Peer pressures on Singles

Philippines
August 17, 2010 7:48pm CST
In my previous work, they considered women as blessed who are having a present relationship from the time they got accepted in the job, because according to them you might end up an old maid if you have started to work there without a boyfriend. This can somehow be true because I have many single friends who are working there until now. Sometimes they feel so hurt when they were teased because of their being single at their age. I told them to not mind those teasers around and don't get fooled by married guys who show their sympathy but in the end want to ride their feelings and play with them. Do you have friends who are still single? How should they react to pressures?
1 person likes this
8 responses
@bird123 (10632)
• United States
21 Aug 10
A person should only marry for true love. If you marry just anyone because of peer pressures, remember, those people won't help clean up the mess when it all breaks apart.
@thanks1961 (7035)
• India
18 Aug 10
Hi dear, Nothing to be worried on being a single. When the time is up, everything will happen properly. In most cases, the people do not know how to tackle such people or how to handle such circumstances. If they could give a proper answer to such topics, they will automatically stop it of if they say anything next time, they will think 2 times before opening the mouth. What you can do is tell your unmarried friends that ‘handle’ such people and don’t go back. Be stubborn and face it boldly. For eg:,” sorry, if I need help, I will definitely ask you, thanks”, “it is ok, however I have my parents to decide, if I need any help from you, I will ask you”, etc. If you comment in such a way, they will realize and will not come forward. They have some false intention in their minds. So do not promote such instances and de-motivate by giving proper answers. Regards, Thank-s
@chiyosan (30184)
• Philippines
18 Aug 10
Yes, i have friends who are still single. actually i am also single myself... but i have a boyfriend. my friends don't have boyfriends and well i sure am not pressuring any one of them i feel that they too are more concerned about building their careers and i support them - fully support their love for improvements for their career and i guess we all have our priorities right? its just respect i guess that people should not think it was rather some kind of a disease to be single when you are already in your mid 20's
• Philippines
18 Aug 10
Yes I have friends here at work that are single, and I am included with them.I have so many responsibility with my family I am the only one earning temporarily, hopefully my sister get a nice job in the future. I already accepted my faith being a single and I am not looking forward of having someone to take care of me in the future. I forget about my personal life because of work, which is wrong. That is the life of my friends here too. One friend who is single at 36 and she believe in some foolishness of a male friends, whom one of our friends and now she is pregnant without the maniac. She regret it as when she looks at me, she believes we enjoyed our life compare to the problem she is facing now.She thought that she is getting old and she needs to rush things and have a family of her own that is why she done it with herself. I adviced her that since that is her decision she must have to be responsible facing it. Now she is on leave, alone and that maniac is nowhere to be found. I believe if I am destined to be with someone, no matter the age and the time or place differences it will happen. We do not know. What i know now is I am single and I have to fulfill my responsibility with my family and give them the happiness they want while I am still single. I was pressured a lot of times, I just avoid people who likes to make fun of me telling me I am getting old and i need someone to take care of me.I do not believe them, they are just fooling me, especially the guys.
• United States
18 Aug 10
Yes I do and it is a preference for them.
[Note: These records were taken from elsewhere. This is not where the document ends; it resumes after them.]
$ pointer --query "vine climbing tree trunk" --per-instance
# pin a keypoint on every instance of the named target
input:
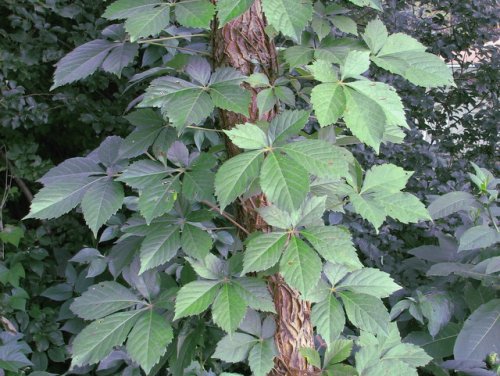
(244, 45)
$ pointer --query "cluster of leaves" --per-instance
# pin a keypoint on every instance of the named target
(173, 258)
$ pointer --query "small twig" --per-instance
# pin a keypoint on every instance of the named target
(226, 215)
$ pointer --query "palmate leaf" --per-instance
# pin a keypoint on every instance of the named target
(284, 182)
(328, 317)
(81, 62)
(234, 177)
(195, 297)
(263, 251)
(97, 340)
(480, 333)
(300, 265)
(103, 199)
(103, 299)
(229, 308)
(194, 13)
(366, 312)
(288, 16)
(228, 10)
(159, 247)
(148, 340)
(58, 199)
(248, 136)
(369, 281)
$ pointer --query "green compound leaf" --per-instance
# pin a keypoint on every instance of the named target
(328, 317)
(248, 136)
(263, 251)
(284, 182)
(300, 265)
(103, 199)
(148, 340)
(102, 300)
(229, 308)
(228, 10)
(195, 297)
(366, 312)
(235, 176)
(97, 340)
(159, 247)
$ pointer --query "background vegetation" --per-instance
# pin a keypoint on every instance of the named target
(43, 266)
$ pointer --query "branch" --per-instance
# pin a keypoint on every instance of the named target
(226, 215)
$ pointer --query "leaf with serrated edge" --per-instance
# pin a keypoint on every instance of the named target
(328, 317)
(234, 177)
(263, 251)
(97, 340)
(103, 299)
(103, 199)
(195, 297)
(229, 308)
(300, 265)
(284, 182)
(148, 340)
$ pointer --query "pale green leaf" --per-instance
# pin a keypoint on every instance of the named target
(287, 124)
(194, 13)
(329, 103)
(300, 265)
(355, 64)
(103, 299)
(319, 157)
(229, 308)
(234, 347)
(157, 199)
(103, 199)
(290, 17)
(228, 10)
(248, 136)
(148, 340)
(364, 117)
(345, 24)
(334, 244)
(148, 22)
(403, 55)
(284, 182)
(97, 340)
(159, 247)
(478, 237)
(328, 317)
(369, 281)
(387, 99)
(195, 241)
(58, 199)
(366, 312)
(263, 251)
(261, 357)
(195, 297)
(235, 176)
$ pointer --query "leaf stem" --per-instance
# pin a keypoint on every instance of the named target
(226, 215)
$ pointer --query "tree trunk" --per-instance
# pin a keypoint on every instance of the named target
(244, 45)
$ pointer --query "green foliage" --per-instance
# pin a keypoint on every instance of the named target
(172, 258)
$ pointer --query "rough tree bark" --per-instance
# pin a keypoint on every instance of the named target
(244, 45)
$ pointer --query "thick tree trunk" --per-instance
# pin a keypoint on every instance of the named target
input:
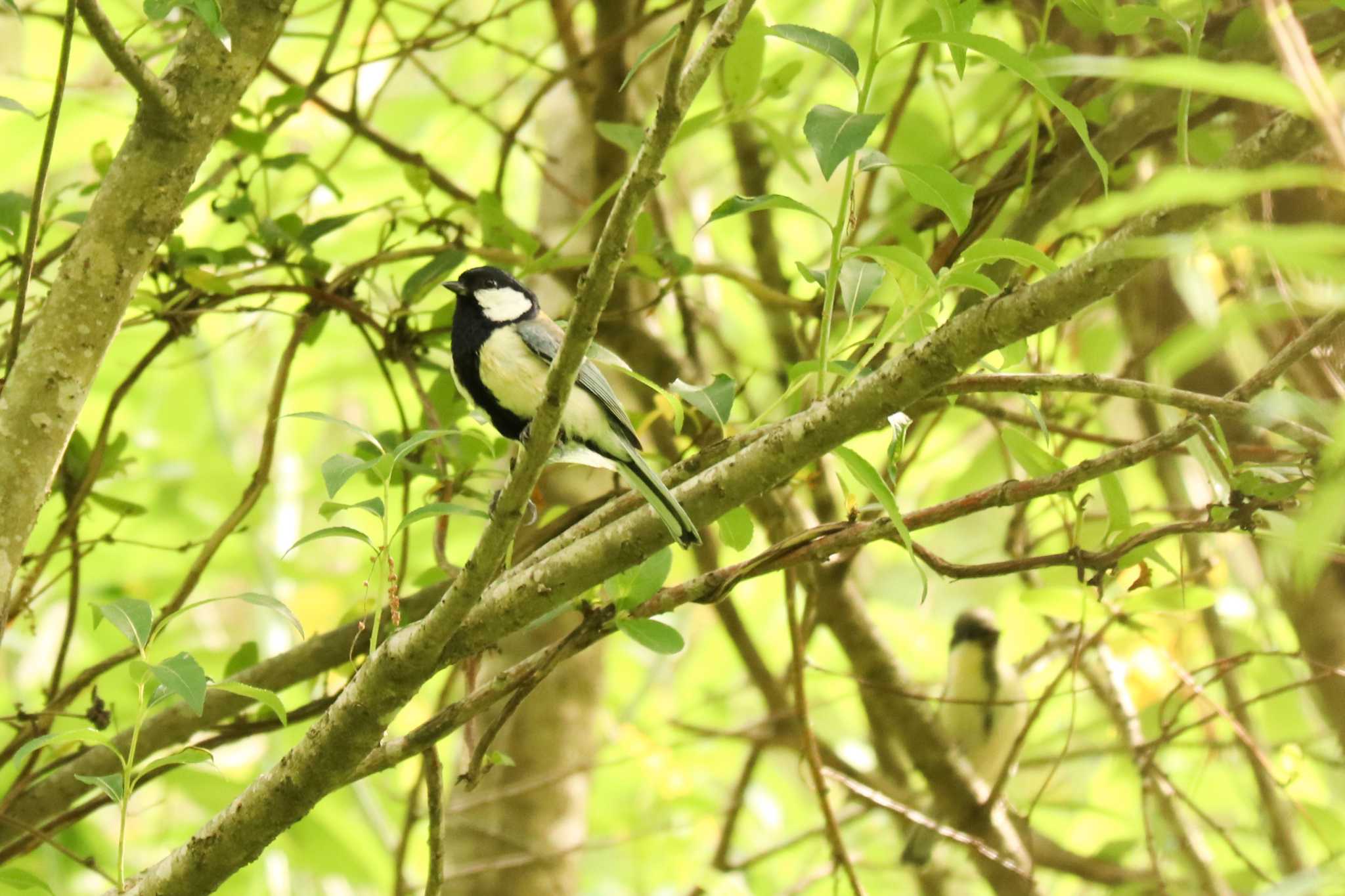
(135, 210)
(521, 830)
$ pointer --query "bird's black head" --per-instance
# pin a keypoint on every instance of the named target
(496, 296)
(975, 626)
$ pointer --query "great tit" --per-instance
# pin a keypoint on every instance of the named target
(984, 710)
(503, 345)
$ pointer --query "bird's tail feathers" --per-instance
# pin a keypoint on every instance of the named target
(648, 482)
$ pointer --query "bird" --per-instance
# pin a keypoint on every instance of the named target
(503, 344)
(984, 710)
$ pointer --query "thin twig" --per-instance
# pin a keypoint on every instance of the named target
(39, 187)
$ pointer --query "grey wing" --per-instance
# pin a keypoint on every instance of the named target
(545, 337)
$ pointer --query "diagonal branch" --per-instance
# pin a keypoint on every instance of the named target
(158, 96)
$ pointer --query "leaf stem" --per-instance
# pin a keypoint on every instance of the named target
(844, 211)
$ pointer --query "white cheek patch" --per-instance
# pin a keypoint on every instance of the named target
(503, 304)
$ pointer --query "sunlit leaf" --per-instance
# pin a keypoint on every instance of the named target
(741, 205)
(332, 532)
(934, 186)
(736, 528)
(835, 135)
(653, 634)
(829, 46)
(267, 698)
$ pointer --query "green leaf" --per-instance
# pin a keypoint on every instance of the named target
(14, 105)
(858, 281)
(319, 228)
(340, 468)
(1247, 81)
(89, 736)
(870, 479)
(1118, 508)
(967, 278)
(418, 438)
(132, 618)
(1029, 72)
(249, 597)
(741, 205)
(1066, 603)
(496, 758)
(244, 657)
(835, 135)
(903, 258)
(109, 785)
(332, 532)
(934, 186)
(736, 528)
(1170, 598)
(996, 247)
(1174, 187)
(715, 400)
(649, 51)
(327, 418)
(741, 65)
(263, 696)
(1030, 456)
(872, 160)
(183, 676)
(829, 46)
(16, 878)
(327, 509)
(437, 509)
(646, 580)
(431, 274)
(628, 137)
(185, 757)
(653, 634)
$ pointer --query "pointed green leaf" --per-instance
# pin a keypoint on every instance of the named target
(244, 657)
(646, 580)
(340, 468)
(870, 479)
(835, 133)
(829, 46)
(858, 281)
(332, 532)
(328, 418)
(16, 878)
(741, 64)
(653, 634)
(418, 438)
(183, 676)
(904, 258)
(1032, 457)
(431, 274)
(1029, 72)
(967, 278)
(185, 757)
(437, 509)
(327, 509)
(736, 528)
(996, 247)
(14, 105)
(715, 400)
(132, 618)
(78, 735)
(934, 186)
(741, 205)
(250, 597)
(628, 137)
(1118, 508)
(267, 698)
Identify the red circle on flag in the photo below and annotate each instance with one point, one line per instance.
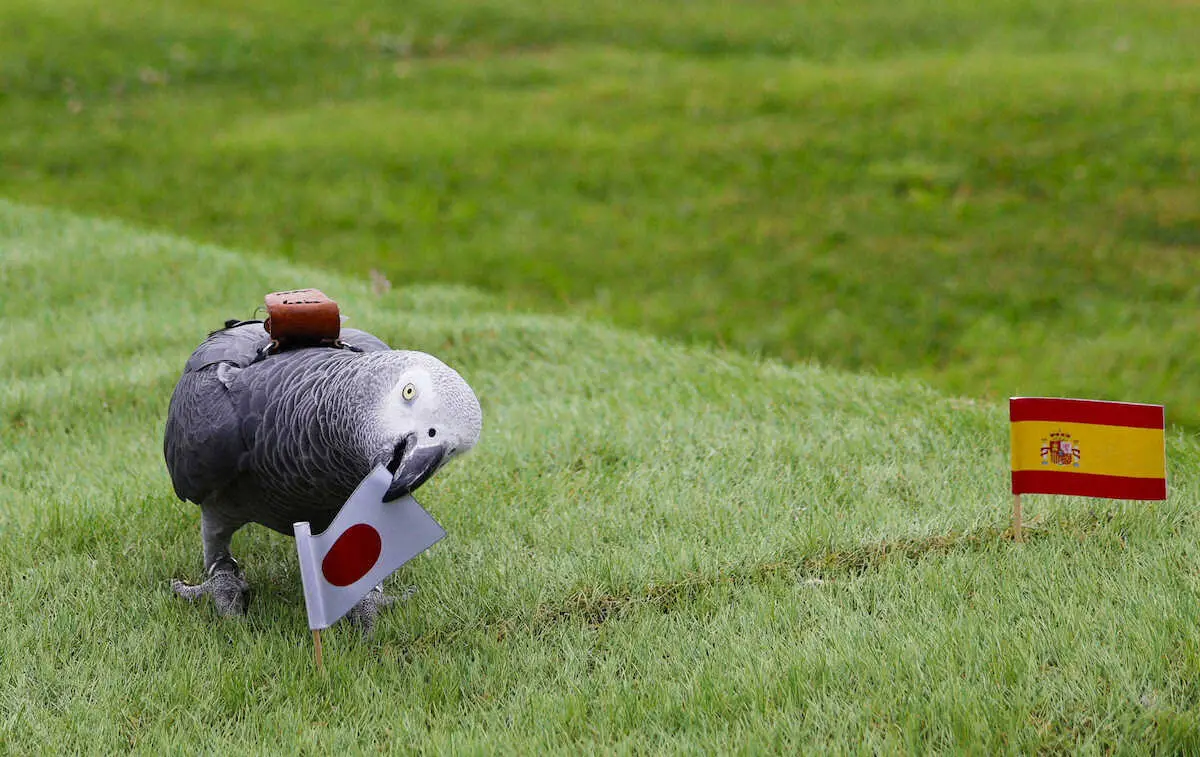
(353, 554)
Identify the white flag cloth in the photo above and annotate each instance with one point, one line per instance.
(366, 542)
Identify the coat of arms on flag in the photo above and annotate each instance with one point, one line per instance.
(1089, 448)
(366, 542)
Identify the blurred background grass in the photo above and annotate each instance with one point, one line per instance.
(997, 197)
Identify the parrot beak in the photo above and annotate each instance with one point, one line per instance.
(412, 469)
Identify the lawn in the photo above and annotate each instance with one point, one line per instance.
(741, 288)
(654, 547)
(996, 197)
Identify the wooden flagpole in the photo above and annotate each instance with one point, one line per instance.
(1018, 532)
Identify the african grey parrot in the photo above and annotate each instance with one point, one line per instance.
(287, 437)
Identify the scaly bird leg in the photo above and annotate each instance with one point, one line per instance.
(364, 614)
(229, 589)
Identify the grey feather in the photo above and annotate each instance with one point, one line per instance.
(288, 437)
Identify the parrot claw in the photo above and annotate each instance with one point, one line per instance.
(229, 590)
(364, 613)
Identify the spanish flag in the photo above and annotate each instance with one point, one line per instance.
(1087, 448)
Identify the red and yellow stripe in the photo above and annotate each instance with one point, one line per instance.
(1087, 448)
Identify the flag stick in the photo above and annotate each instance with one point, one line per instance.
(1017, 518)
(316, 640)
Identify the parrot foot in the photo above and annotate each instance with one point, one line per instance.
(364, 614)
(229, 590)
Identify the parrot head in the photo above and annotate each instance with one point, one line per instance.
(431, 415)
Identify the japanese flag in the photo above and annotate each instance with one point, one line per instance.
(366, 542)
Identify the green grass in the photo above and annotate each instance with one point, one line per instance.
(654, 548)
(996, 197)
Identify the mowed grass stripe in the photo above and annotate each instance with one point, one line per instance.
(630, 564)
(985, 196)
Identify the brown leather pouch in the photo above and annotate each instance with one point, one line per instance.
(301, 317)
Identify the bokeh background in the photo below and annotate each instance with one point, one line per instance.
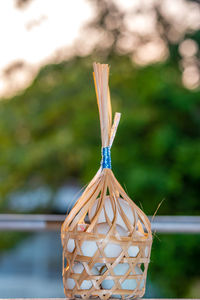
(49, 128)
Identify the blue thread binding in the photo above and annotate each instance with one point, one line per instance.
(106, 158)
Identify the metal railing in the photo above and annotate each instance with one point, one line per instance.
(30, 222)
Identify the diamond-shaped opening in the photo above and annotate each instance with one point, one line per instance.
(86, 285)
(78, 268)
(103, 228)
(95, 271)
(146, 251)
(121, 230)
(133, 251)
(70, 283)
(101, 217)
(103, 269)
(99, 266)
(89, 248)
(112, 250)
(138, 270)
(107, 284)
(121, 269)
(70, 245)
(129, 284)
(141, 284)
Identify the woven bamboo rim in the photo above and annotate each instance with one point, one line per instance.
(106, 237)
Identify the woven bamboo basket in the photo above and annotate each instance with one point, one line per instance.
(106, 237)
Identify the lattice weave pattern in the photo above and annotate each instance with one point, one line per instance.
(106, 237)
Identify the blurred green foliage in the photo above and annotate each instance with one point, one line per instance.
(50, 134)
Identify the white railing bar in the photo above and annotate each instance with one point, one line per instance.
(31, 222)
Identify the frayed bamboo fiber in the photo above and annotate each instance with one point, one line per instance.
(106, 237)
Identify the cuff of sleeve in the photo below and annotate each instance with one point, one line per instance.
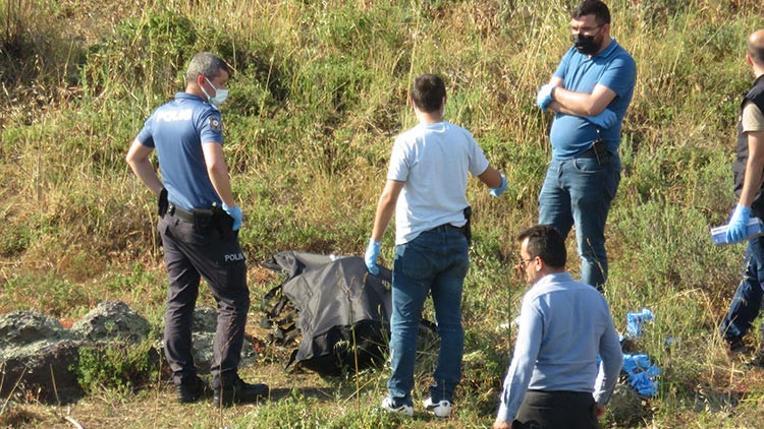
(601, 399)
(503, 414)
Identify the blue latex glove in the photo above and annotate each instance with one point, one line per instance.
(606, 119)
(544, 96)
(496, 192)
(738, 226)
(372, 253)
(634, 321)
(235, 213)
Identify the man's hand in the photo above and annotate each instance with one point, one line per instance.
(606, 119)
(502, 425)
(372, 253)
(162, 203)
(544, 96)
(738, 225)
(235, 213)
(497, 191)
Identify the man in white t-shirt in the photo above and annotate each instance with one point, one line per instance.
(748, 171)
(428, 169)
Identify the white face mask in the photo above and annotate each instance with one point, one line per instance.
(220, 94)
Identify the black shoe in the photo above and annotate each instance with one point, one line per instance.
(736, 346)
(192, 390)
(239, 392)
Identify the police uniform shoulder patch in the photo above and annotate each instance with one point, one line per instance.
(216, 124)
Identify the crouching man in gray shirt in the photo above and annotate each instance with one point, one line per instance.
(564, 326)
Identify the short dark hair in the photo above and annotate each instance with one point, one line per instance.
(757, 53)
(547, 243)
(207, 64)
(592, 7)
(428, 92)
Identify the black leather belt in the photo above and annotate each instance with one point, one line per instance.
(180, 213)
(597, 151)
(446, 227)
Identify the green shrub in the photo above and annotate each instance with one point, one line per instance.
(119, 366)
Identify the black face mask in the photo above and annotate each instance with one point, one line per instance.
(585, 44)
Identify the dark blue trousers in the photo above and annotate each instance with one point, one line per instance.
(747, 300)
(192, 252)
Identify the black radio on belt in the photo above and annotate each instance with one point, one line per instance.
(598, 151)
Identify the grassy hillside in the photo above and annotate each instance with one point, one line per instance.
(318, 94)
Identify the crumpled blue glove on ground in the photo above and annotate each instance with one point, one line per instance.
(641, 374)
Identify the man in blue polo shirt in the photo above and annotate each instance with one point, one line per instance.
(589, 93)
(199, 221)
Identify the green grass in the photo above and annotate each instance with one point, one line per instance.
(318, 94)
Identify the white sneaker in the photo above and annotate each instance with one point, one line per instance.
(388, 404)
(441, 409)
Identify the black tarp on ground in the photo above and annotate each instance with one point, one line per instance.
(339, 304)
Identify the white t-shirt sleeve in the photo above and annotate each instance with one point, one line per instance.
(478, 161)
(398, 169)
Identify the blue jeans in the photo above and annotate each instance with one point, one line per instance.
(435, 262)
(747, 300)
(579, 191)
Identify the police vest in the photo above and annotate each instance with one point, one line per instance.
(755, 96)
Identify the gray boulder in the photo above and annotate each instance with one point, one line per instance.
(26, 327)
(38, 358)
(44, 370)
(111, 320)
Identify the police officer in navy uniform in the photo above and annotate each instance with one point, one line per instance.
(199, 223)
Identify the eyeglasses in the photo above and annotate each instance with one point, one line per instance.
(583, 30)
(523, 263)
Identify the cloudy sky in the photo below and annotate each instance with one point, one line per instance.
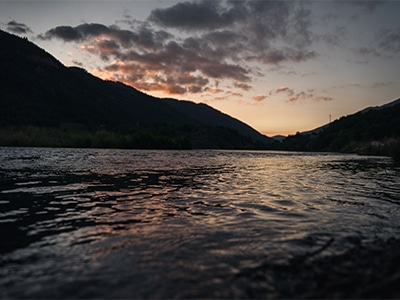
(279, 66)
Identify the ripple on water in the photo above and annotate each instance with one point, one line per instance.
(131, 221)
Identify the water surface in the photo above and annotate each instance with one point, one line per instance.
(90, 223)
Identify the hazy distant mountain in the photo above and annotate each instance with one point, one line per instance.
(372, 130)
(37, 90)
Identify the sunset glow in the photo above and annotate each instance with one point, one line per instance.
(279, 66)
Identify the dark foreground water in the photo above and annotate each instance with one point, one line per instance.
(85, 223)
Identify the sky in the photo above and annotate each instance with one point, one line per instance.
(279, 66)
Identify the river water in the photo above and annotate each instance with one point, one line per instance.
(96, 223)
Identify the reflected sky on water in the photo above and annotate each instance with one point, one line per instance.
(135, 223)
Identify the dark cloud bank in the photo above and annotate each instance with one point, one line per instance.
(191, 46)
(18, 28)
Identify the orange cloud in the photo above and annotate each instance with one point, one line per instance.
(259, 98)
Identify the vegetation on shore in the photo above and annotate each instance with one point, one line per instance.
(30, 136)
(373, 131)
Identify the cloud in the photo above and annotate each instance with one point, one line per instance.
(259, 98)
(193, 15)
(389, 40)
(19, 28)
(242, 86)
(221, 41)
(293, 96)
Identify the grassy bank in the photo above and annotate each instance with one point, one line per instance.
(30, 136)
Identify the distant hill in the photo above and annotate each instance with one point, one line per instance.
(374, 130)
(36, 90)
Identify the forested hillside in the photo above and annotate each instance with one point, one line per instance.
(45, 103)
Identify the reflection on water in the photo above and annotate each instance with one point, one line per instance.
(85, 223)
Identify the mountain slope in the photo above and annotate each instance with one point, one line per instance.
(358, 132)
(37, 90)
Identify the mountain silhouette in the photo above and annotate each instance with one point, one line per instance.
(37, 90)
(373, 130)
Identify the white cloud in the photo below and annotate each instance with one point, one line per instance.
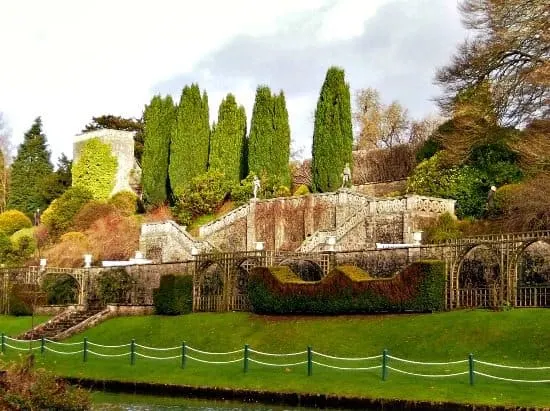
(70, 60)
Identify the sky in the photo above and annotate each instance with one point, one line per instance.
(68, 61)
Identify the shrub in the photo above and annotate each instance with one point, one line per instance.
(115, 286)
(60, 289)
(205, 193)
(58, 217)
(302, 190)
(347, 289)
(243, 192)
(95, 169)
(174, 295)
(125, 202)
(23, 244)
(114, 237)
(69, 251)
(13, 220)
(445, 228)
(91, 212)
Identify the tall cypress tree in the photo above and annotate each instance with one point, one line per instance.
(159, 117)
(189, 139)
(281, 140)
(29, 171)
(332, 133)
(269, 141)
(228, 139)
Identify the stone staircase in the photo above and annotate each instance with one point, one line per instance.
(59, 324)
(319, 238)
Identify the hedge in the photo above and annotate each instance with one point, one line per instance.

They normally do not worry about what others think, or at least that is the perception they give.
18 Aug 10
i got three girlfriends who are right now remains single, i'm 25 and just got happily married, but they are older than me for 5 years. some who's ages are already beyond the calendar dates. hahaha.. one got stressed when her relationship is not working and the others remain happy to be single and to keep herself being available. one friend of mine asked me," how did you know that the person you have now is the right one?" simply i answered,"i cannot really tell that he is the right one but for now, this is what my heart feels and what my mind says, it does not matter if we will work this out perfectly at the end but the things very important that we give it a try and hopefully by God grace and guidance we are gonna be strong and will stay in each others arms for a lifetime." Point is, do not be afraid of love, and do not be scared of putting the risk. Love is a win or lose game and its up to us how to play with it.. we set standards of our own on what kind of person we are gonna be having commitment with. Its really up to us. Its really a choice to remain single or not. But most of all, whatever are we gonna be doing, lets make sure that we are happy and no regrets about it.[i][/i]
@knicnax (2233)
• Philippines
18 Aug 10
I don't think singles should be pressured at all. There is a reason why they are still single. It might be work, or it might be that God has a different mission for them, which can't be accomplished if they settle down :)
• Philippines
18 Aug 10
Yeah i do. They were my classmates in higschools and college. Each time we attend our monthly reunions, we teased those who are still singles and joke on their status as if they wanted to adopt our husbands hehehe! But seriously talking, they are my friends, and I told them that they should not be pressured to people who tell them to get married soon or marry the first man who will court them tomorrow. Marriage is not that. It must be planned and of course true feelings should be involved or it's better not to marry at all.